Section 5:  Securing the Technology.

Use MOVEit? Patch it. TeamViewer? Consider removing it until the dust settles. And take a look at how well you’re managing the security of your SaaS applications.

• Fresh MOVEit Bug Under Attack Mere Hours After Disclosure: The high-severity CVE-2024-5806 allows cyberattackers to authenticate to the file-transfer platform as any valid user, with accompanying privileges. … A high-severity security vulnerability in Progress Software’s MOVEit Transfer software could allow cyberattackers to get around the platform’s authentication mechanisms — and it’s being actively exploited in the wild just hours after it was made public. … Admins should patch the issue immediately — not only is MOVEit on cybercriminals’ radar screens after the events of last year, but the ability to access internal files at Fortune 1000 companies is a juicy plum for any espionage-minded advanced persistent threat (APT).
• TeamViewer Detects Security Breach in Corporate IT Environment: TeamViewer on Thursday disclosed it detected an “irregularity” in its internal corporate IT environment on June 26, 2024. … “We immediately activated our response team and procedures, started investigations together with a team of globally renowned cyber security experts and implemented necessary remediation measures,” the company said in a statement. … It further noted that its corporate IT environment is completely cut off from the product environment and that there is no evidence to indicate that any customer data has been impacted as a result of the incident. … It did not disclose any details as to who may have been behind the intrusion and how they were able to pull it off, but said an investigation is underway and that it would provide status updates as and when new information becomes available. … TeamViewer, based in Germany, is the maker of remote monitoring and management (RMM) software that allows managed service providers (MSPs) and IT departments to manage servers, workstations, network devices, and endpoints.

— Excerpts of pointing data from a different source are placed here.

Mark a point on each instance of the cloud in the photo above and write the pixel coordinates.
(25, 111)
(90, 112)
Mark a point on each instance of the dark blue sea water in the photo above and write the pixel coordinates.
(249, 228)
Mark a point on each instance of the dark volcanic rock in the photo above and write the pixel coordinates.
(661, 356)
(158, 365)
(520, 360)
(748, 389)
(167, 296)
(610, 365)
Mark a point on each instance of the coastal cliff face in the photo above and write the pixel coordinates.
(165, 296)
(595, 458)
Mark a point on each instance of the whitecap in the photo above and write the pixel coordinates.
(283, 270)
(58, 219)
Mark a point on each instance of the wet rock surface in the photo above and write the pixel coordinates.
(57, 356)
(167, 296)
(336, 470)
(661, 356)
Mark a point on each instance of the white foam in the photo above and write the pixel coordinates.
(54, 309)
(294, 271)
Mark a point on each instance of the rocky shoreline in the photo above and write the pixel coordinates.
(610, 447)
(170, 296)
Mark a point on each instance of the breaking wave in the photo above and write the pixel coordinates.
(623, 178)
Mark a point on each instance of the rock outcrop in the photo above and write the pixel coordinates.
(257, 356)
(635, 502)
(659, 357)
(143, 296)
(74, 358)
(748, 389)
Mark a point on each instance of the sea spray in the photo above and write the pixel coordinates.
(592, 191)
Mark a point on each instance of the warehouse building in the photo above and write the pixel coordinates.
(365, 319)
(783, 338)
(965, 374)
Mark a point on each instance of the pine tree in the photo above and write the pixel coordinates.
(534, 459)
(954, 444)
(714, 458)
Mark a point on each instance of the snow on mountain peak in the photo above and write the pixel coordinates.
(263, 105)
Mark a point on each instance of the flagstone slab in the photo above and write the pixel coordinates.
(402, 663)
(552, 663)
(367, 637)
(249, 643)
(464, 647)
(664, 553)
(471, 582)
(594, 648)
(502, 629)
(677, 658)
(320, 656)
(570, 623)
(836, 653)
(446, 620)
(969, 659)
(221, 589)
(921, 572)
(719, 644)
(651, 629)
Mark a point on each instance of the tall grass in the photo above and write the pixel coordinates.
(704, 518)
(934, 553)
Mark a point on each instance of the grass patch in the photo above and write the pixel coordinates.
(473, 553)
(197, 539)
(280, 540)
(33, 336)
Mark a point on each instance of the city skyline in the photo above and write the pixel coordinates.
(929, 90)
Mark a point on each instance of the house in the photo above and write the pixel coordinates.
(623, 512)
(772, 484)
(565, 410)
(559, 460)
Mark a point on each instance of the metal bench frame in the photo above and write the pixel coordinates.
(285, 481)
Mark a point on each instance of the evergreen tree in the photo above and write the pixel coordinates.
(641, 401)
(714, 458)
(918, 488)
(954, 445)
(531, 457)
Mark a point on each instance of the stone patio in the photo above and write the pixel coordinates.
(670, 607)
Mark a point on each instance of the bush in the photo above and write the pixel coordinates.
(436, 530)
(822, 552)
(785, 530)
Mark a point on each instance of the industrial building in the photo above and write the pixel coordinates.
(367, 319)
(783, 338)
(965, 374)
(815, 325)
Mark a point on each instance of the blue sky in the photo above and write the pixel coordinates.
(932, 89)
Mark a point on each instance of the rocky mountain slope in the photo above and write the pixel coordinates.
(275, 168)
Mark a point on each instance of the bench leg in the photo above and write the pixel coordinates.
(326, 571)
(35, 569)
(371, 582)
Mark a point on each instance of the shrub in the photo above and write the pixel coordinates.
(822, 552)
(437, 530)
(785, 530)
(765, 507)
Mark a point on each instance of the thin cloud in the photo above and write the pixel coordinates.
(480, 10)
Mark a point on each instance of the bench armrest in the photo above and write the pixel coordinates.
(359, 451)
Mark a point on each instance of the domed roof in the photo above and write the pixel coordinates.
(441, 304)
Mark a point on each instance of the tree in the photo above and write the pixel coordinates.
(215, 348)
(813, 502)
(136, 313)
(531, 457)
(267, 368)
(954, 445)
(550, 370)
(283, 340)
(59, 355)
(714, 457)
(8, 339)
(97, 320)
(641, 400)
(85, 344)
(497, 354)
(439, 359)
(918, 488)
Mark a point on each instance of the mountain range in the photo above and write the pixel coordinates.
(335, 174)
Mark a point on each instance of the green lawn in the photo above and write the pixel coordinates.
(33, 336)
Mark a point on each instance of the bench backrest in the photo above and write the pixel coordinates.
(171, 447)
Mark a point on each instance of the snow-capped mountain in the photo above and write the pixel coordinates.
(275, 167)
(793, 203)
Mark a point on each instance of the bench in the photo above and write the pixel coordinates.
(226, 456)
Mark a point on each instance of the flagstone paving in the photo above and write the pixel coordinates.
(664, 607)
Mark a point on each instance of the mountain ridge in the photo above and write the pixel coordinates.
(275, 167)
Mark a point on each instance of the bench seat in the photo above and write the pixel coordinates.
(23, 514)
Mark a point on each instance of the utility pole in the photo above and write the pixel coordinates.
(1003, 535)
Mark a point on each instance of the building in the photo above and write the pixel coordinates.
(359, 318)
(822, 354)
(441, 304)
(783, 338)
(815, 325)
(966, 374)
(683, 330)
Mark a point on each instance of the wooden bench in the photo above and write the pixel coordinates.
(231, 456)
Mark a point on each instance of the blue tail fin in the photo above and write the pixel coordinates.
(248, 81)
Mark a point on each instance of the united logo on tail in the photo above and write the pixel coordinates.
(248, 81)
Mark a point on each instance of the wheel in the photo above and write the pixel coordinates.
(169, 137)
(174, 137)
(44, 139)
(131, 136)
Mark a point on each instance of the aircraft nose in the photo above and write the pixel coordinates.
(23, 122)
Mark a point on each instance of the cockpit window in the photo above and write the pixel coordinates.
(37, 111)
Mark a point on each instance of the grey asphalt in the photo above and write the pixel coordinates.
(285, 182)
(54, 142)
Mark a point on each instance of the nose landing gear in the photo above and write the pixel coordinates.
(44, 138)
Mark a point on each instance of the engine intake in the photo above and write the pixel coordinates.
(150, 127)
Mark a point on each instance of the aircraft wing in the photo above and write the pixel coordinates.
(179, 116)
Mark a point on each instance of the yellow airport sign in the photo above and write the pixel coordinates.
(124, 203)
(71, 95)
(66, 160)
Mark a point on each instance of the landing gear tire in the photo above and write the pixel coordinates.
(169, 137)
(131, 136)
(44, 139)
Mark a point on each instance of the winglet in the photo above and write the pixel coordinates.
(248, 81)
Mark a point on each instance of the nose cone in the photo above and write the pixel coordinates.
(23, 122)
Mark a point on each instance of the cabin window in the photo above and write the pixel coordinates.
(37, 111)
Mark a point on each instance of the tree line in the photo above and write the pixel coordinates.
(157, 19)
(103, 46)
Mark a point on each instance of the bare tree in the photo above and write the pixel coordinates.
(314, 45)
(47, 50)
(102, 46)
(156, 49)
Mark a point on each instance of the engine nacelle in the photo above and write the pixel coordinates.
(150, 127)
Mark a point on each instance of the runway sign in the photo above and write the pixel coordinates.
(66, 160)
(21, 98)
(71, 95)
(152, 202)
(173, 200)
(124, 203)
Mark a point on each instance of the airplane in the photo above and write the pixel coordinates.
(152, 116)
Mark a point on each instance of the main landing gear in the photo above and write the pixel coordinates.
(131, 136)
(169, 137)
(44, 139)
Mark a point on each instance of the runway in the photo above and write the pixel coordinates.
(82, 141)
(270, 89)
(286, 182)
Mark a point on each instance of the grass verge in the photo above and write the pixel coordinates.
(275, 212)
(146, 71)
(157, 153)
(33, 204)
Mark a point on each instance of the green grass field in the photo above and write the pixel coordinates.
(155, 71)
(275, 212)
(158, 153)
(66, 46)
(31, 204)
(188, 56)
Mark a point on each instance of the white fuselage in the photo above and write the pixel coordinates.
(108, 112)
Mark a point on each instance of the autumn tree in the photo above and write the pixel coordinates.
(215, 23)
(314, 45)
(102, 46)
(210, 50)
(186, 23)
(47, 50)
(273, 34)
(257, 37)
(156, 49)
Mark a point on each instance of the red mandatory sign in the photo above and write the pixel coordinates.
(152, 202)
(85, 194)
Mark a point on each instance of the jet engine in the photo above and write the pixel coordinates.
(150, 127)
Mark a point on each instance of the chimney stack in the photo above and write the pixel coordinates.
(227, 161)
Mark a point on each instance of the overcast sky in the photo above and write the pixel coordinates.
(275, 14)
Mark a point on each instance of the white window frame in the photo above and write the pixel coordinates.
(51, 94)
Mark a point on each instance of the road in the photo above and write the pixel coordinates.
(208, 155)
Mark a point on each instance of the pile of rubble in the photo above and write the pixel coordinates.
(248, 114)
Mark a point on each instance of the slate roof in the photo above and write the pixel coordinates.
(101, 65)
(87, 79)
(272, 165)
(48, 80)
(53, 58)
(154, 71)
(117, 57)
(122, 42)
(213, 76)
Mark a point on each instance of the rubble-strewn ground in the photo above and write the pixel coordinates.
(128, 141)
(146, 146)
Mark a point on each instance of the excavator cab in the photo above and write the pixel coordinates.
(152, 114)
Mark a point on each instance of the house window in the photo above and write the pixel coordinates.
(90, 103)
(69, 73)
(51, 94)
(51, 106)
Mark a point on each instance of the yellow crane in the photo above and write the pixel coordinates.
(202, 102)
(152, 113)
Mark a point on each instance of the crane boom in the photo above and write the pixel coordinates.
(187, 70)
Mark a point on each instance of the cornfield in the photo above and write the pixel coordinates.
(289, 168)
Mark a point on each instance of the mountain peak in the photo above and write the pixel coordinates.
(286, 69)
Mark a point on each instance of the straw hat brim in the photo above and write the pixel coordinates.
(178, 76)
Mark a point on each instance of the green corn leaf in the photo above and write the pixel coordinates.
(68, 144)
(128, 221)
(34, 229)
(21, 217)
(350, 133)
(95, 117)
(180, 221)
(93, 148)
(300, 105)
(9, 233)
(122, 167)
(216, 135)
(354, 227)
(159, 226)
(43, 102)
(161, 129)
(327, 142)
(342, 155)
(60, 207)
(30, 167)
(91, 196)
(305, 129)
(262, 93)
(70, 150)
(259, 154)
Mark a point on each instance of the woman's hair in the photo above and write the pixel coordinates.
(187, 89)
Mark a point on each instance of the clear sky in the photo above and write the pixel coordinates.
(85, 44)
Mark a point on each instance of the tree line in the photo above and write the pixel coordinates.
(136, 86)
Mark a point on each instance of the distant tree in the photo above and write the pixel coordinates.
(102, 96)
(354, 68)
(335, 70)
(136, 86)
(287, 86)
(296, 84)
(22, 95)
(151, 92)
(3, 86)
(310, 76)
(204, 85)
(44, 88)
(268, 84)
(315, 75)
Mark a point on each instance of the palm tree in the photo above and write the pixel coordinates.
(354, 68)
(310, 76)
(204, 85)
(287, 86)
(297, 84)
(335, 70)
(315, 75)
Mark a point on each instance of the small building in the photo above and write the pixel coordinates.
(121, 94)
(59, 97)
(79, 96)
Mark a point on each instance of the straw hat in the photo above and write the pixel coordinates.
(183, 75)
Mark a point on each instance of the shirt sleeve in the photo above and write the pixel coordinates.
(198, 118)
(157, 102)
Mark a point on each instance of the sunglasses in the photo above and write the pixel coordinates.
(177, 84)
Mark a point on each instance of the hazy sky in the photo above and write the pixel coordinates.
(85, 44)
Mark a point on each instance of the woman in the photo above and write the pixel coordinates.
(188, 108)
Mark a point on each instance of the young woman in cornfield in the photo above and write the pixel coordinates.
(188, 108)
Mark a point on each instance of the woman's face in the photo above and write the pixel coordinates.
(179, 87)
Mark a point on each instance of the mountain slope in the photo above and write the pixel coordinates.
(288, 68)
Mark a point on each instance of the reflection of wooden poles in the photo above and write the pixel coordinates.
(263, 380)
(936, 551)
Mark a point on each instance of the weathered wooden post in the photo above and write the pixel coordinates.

It’s used by over 600,000 customers.
• Combatting the Evolving SaaS Kill Chain: How to Stay Ahead of Threat Actors: The modern kill chain is eluding enterprises because they aren’t protecting the infrastructure of modern business. SaaS continues to dominate software adoption, and it accounts for the greatest share of public cloud spending. But enterprises and SMBs alike haven’t revised their security programs or adopted security tooling built for SaaS. … The mature security controls CISOs and their teams depended on in the age of on-prem dominance have vanished. Firewalls now protect a small perimeter, visibility is limited, and even if SaaS vendors offer logs, security teams need homegrown middleware to digest them and push into their SIEM. … SaaS vendors do have well-defined security scopes for their products, but their customers must manage SaaS compliance and data governance, identity and access management (IAM), and application controls — the areas where most incidents occur. While this SaaS shared responsibility model is universal among SaaS apps, no two SaaS applications have identical security settings.